Karena Aku (tidak) Tampan

Pada hakikatnya semua lelaki itu diciptakan tampan, tak terkecuali aku . Namun sayangnya hal itu tak jarang ku ingkari, bahkan terkadang aku merutuki diri hanya karena orang lain tak pernah mengatakan aku tampan — bahkan yang mengaku mencintaiku.

Benar, dalam penglihatan indra manusia aku memang bukan lelaki tampan. Aku sempurna, aku utuh tak kurang satu apapun. Tapi sekali lagi, aku tidak tampan.

Sebenarnya aku tak ingin menjelaskan tentang rupa-ku, hanya saja aku sedang bertanya-tanya. Apakah benar cinta itu menuntut akan keindahan paras? Ketampanan? Sebab jika benar, itu akan lebih baik bagiku.
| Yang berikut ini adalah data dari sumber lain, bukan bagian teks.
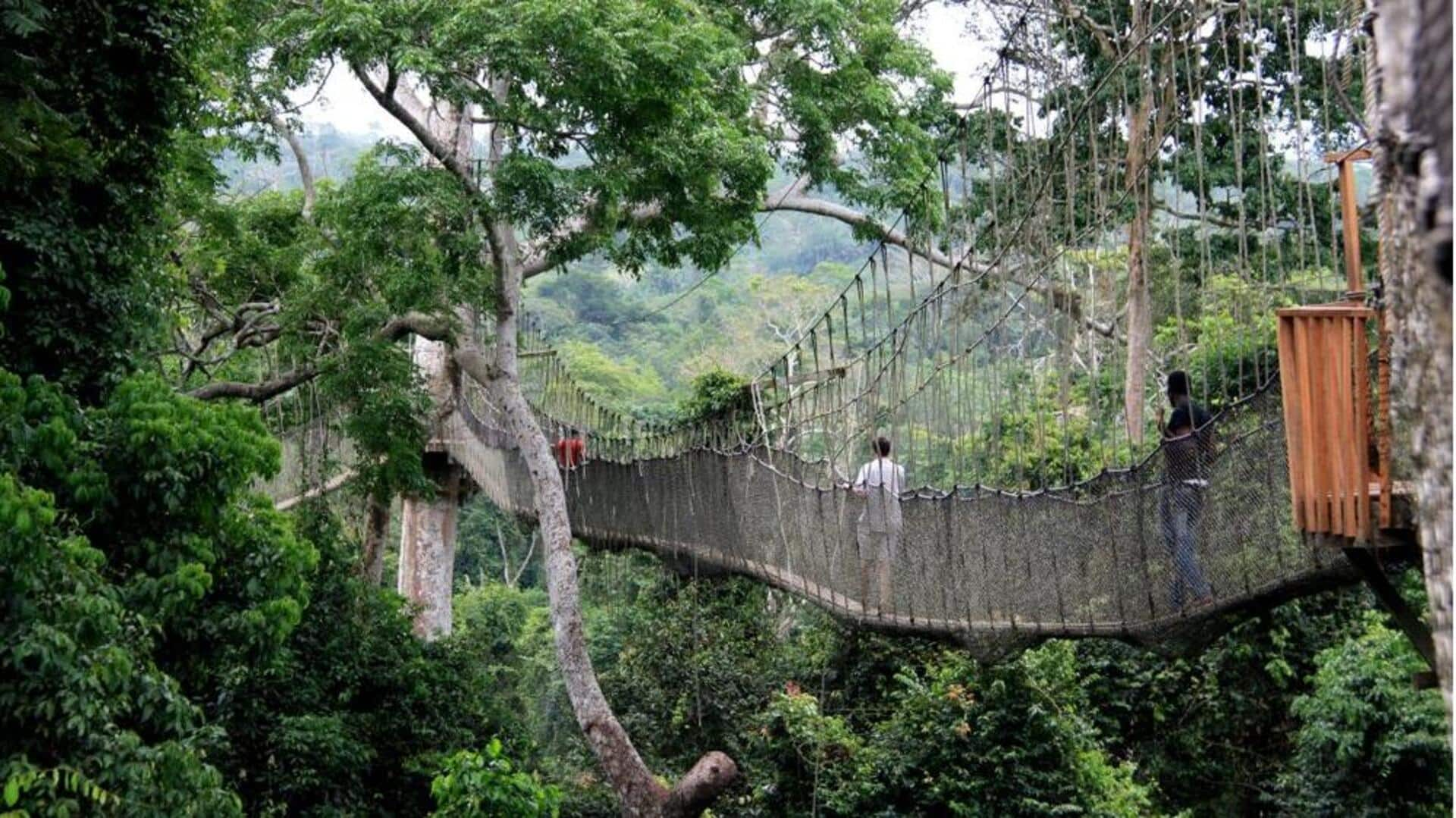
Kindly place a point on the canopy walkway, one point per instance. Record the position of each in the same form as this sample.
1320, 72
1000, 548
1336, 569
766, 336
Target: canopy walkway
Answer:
982, 338
983, 566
Setidaknya aku sadar, mengapa seseorang akhirnya meninggalkanku.

Lama sekali, begitu lama aku menanam keyakinan di hatiku bahwa aku ini tidak begitu tampan, setidaknya itu yang ku saksikan ketika aku bercermin. Tapi Allah dengan begitu pengasihNya sering memberiku keajaiban-keajaiban yang luar biasa dari hal yang justru jarang aku syukuri. Tentang bagaimana memperlihatkanku siapa saja yang tulus mencintaiku, dan siapa saja yang bertahan berada di sisiku. Juga tentang pemahaman bahwa tampan itu tak hanya di rupa, tapi juga di sini — di hati.

Merasa tak tampan itu ku akui merampas satu sisi kebaikan dalam diriku — mempercayai. Iya perampasan itu, menggelapkan kepercayaanku, bahwa tak akan ada yang datang untuk mencintaiku lalu bertahan. Aku pun bahkan rapuh mempercayai prasangka baikku padaNYA tentang janji bernama jodoh. Dan jelaslah krisis kepercayaan diri dan sulitnya mempercayai menjadi bumerang yang titiknya kembali padaku, aku tak menemukan apapun kecuali kekecewaan.

Tapi dari semua itu ada rahasia kecil yang tidak pernah ku tahu jawabannya, tentang mereka yang mengaku menyukaiku setelah lama mengenalku — mereka sahabat pun kawanku.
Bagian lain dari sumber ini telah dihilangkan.